Reading Newspapers and Magazines on Your iPad

By Edward C. Baig, Bob LeVitus

You can get the best of journalism on your iPad. People in the newspaper business know that it’s been tough sledding in recent years. The Internet has proved to be a disruptive force in media, as it has in so many areas. It remains to be seen what role Apple generally, and the iPad specifically, will play in the future of electronic periodicals or in helping to turn around sagging media enterprises. It’s also uncertain which pricing models will make the most sense from a business perspective.

Reading newspapers and magazines on the iPad is not like reading newspapers and magazines in any other electronic form.

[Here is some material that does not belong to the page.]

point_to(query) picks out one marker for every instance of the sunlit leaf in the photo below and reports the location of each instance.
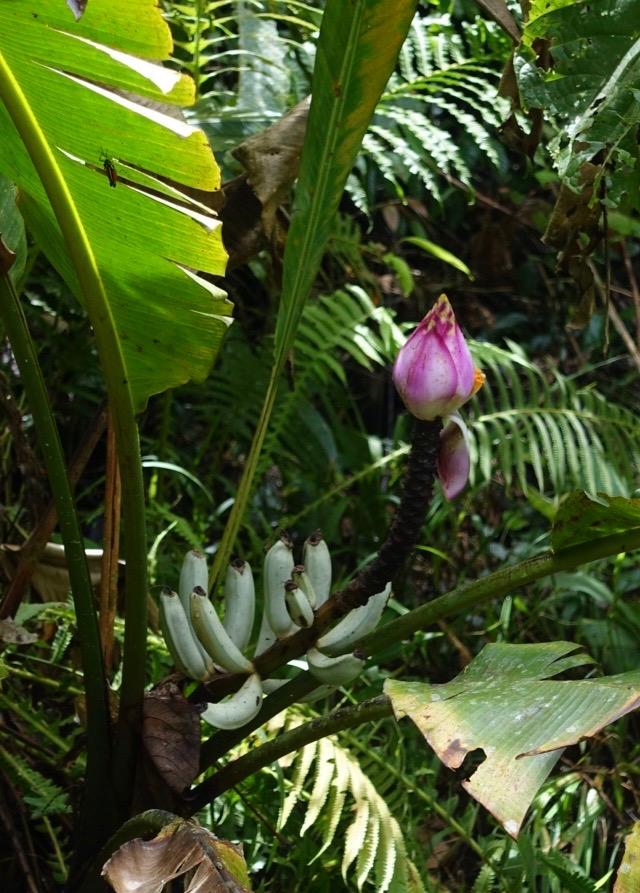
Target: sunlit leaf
(504, 704)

The experience is slick, but only you can decide whether it’s worth paying the tab (in the cases where you do have to pay).

You can subscribe to or read a single issue of a newspaper or magazine on the iPad. There are several fine publishing apps worth checking out, including USA TODAY (where Ed works), The Wall Street Journal, TIME magazine, The New York Times, The New Yorker, Reuters News Pro, BBC News, Vanity Fair, and Popular Science. Sometimes you can read for free; sometimes you must play for your subscription.

You can also fetch the free Zinio app, which offers more than 6,000 digital publications, including Rolling Stone, The Economist, Consumer Reports, Forbes, Macworld, Car and Driver, Maxim, National Geographic Interactive, Spin, and Bloomberg Businessweek. You can buy single issues of a magazine or subscribe, and you can sample and share some articles without a subscription.

In some cases, you have to pay handsomely or subscribe to some of these newspapers and magazines, which you find not in the iBooks Store but in the regular App Store. You also see ads (somebody has to pay the freight).

Meantime, if you like to read stuff from particular blogs or sites, consider the free Feedly news-gathering app, which you can fetch from the App Store.

The freshest path to reading publications on your iPad is through the News app added with iOS 9 and reimagined in iOS 10. News essentially displaces the Newsstand folder that was once available on your Home screen as a gathering place for your newspaper and magazine subscriptions.

News, however, is an app — not a special folder like Newsstand. It sports content from a gaggle of online and offline content producers, including some of the big name publishers. When you get started with the News app, you can choose the news sources and topics that you’d like to follow. Apple says you can choose from more than 1 million topics.

Many of the world’s leading informational sources contribute to News.

After making your initial content selections, you’ll receive a smorgasbord of news stories that are presumably of interest, all delivered in a handsome layout that is loosely reminiscent of Flipboard, a great third-party app. You can sign up for notifications and have news delivered to your inbox.

Apple promises to refine the content it is sending your way as it gets to know your reading preferences over time.

In the meantime, you can search for content as well as share stuff you read, by tapping the now familiar share icon and choosing among a variety of sharing options.